Vivian Najera, the aunt of a firefighter killed in the Esperanza fire, said Wednesday she is at peace with sparing the life of the man who set the blaze that raced up the side of San Jacinto Mountains from Banning.
Raymond Lee Oyler was convicted of murdering Daniel Hoover-Najera and four other U.S. Forest Service firefighters on Oct. 26, 2006.
‘God’s place’ to decide
“It’s not my place to decide who dies, it’s God’s place. … I’ve always felt like that,” said Hoover-Najera’s aunt, Vivian Najera.
Najera said Wednesday she “felt comfortable” with Oyler being locked up for life.
The feelings of crime victims are especially crucial because they can sway decisions made by prosecutors, who remain free to seek the death penalty from juries.
In fact, Riverside County District Attorney Mike Hestrin said his office will conduct business as usual.

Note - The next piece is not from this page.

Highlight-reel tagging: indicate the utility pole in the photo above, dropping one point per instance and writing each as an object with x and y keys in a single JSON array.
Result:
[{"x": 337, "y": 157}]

“It’s the the law of the land, and I will continue to seek the death penalty when appropriate,” Hestrin said. “The governor cannot change that by fiat.”
‘Takes fight out of victims’
In Orange County, however, newly elected District Attorney Todd Spitzer said, “The governor’s action hurts a lot. (It) takes a lot of the wind out of the sails of people fighting for the death penalty. It takes the fight out of the victims. When victims get frustrated, it makes our job as prosecutors incredibly difficult.”
Reactions from the three Los Angeles County-based members of the Assembly’s Public Safety Committee split along party lines, with Democrats Reggie Jones-Sawyer and Sydney Kamlager-Dove supporting Newsom’s decision and Republican Tom Lackey opposing it.
Jones-Sawyer, the committee’s chairman, said he welcomed the governor’s move.
“Time and again we have seen the death penalty fail to promote justice,” Jones-Sawyer said in a statement, referring to capital punishment as “state-sponsored killing.”
Jones-Sawyer, who represents South Los Angeles, said the billions California spends fighting death-penalty appeals has been “a misuse of taxpayer dollars.”
But Lackey, the Public Safety Committee’s vice chairman from Palmdale, said Newsom’s action calls into question his ability to be “a leader for all Californians.”
“It’s disappointing that Governor Newsom would go back on his promise to honor the voters’ choice,” Lackey said on Twitter, adding that Newsom is ignoring not only voters “but murder victims and their families as well.”
“Death row inmates are not ordinary criminals,” Lackey wrote. “They are kidnappers. They are cop killers. They are rapists who murdered their victims. These are the monsters Governor Newsom is protecting.”
Heinous killer awaits natural death instead
Serial killer Lawrence Bittaker might qualify for the monster title.
Stephen Kay, the former Los Angeles County deputy district attorney who prosecuted Bittaker, said Wednesday he is still haunted by the case. And he was unhappy with Newsom’s decision.
“Gov. Jerry Brown was against the death penalty, but he didn’t do what Gavin Newsom has done,” Kay said, adding that Brown and other past state leaders instead accepted the will of California voters despite their objections.
Bittaker, who along with accomplice Roy Norris, kidnapped, raped, tortured and killed five teenage girls, most of whom were hitchhiking in South Bay beach towns. The pair used pliers, sledgehammers and ice picks to torture their victims.
Bittaker was condemned to death in 1981, while Norris escaped the death penalty by testifying against his partner in crime. After more than three decades of appeals, Bittaker has turned 78 in prison.
“Bittaker probably hasn’t stopped laughing yet,” Kay said.
Staff writers Brian Rokos, Richard De Atley, Donna Littlejohn, Kevin Modesti and Deepa Bharath and the Bay Area News Group contributed to this report.